Such a notion moreover cannot but seem more in harmony with the whole spirit of the Greek world than the Homeric doctrine of the survival of the soul only. A nation so conspicuous for their love of human beauty and their delight in the human form could not have viewed the extinction thereof with any feeling other than the most poignant regret—a feeling which, as we know, the Homeric doctrine did actually inspire in those who accepted it. The more thoughtful and hopeful religion of the Pelasgians, unless it had anticipated the philosophy of Plato in decrying the body and exalting the soul—an idea of which there is no trace—was bound to give promise that body as well as soul should survive death and dissolution.

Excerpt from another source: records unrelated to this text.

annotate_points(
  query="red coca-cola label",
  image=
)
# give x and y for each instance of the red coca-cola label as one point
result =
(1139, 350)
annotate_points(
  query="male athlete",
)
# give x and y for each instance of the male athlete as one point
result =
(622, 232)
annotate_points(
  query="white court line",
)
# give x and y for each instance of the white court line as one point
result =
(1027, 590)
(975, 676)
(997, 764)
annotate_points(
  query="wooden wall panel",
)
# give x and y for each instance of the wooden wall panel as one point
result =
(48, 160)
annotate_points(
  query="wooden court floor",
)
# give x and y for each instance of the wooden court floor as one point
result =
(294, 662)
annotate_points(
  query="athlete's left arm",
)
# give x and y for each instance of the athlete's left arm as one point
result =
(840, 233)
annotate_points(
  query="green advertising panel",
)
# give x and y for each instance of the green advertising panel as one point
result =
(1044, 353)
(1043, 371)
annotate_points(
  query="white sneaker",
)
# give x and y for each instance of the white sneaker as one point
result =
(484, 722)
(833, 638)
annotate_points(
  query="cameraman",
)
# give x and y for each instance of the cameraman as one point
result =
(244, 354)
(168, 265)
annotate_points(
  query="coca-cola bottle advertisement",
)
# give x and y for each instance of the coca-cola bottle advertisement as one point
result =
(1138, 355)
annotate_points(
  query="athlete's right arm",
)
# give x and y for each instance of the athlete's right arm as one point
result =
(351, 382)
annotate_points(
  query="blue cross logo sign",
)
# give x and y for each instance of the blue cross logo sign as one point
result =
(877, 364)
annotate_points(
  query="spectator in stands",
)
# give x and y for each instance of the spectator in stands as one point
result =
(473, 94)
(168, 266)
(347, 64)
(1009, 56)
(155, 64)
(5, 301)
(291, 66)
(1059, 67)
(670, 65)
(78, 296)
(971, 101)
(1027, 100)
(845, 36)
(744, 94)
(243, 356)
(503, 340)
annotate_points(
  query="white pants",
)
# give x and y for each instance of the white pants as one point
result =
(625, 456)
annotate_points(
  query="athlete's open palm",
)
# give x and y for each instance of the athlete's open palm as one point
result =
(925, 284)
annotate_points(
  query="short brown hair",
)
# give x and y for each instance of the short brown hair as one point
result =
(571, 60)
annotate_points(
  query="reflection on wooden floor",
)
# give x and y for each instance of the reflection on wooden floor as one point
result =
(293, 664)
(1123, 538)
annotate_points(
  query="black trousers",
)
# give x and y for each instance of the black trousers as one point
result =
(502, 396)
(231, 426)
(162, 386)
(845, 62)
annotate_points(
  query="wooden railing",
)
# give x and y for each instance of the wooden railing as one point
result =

Again it may fairly be claimed that in any religion of a profounder character than the Achaean, in any religion which contains some positive ideas of the future life and does not view it merely as the negation of the present life, that which men hope to become in the future state is something more similar to the deity or deities in whom they believe. Their conception of godhead and their conception of their own condition after death are of necessity founded upon the same ideal of happiness—a happiness which the gods already enjoy and which men hope to share. The Buddhist looks forward to the day when he shall become like his deity—even one with his deity—clean from the grossness of matter, free from bodily desires and necessities, spirit unalloyed. The Christian believes in a God who became man and survived the death of man not in the form of a spirit only but with flesh and bones, and he himself looks forward to the resurrection of the body. Socrates held that wisdom and goodness were one and pertained to the soul only, and the God into whose presence his soul would pass after death was 'the good and wise God,' rightly called Hades, that is, the invisible and spiritual, with whom the soul has kinship[1]. But

  1. Plato, Phaedo, cap. 29 (p. 80 D).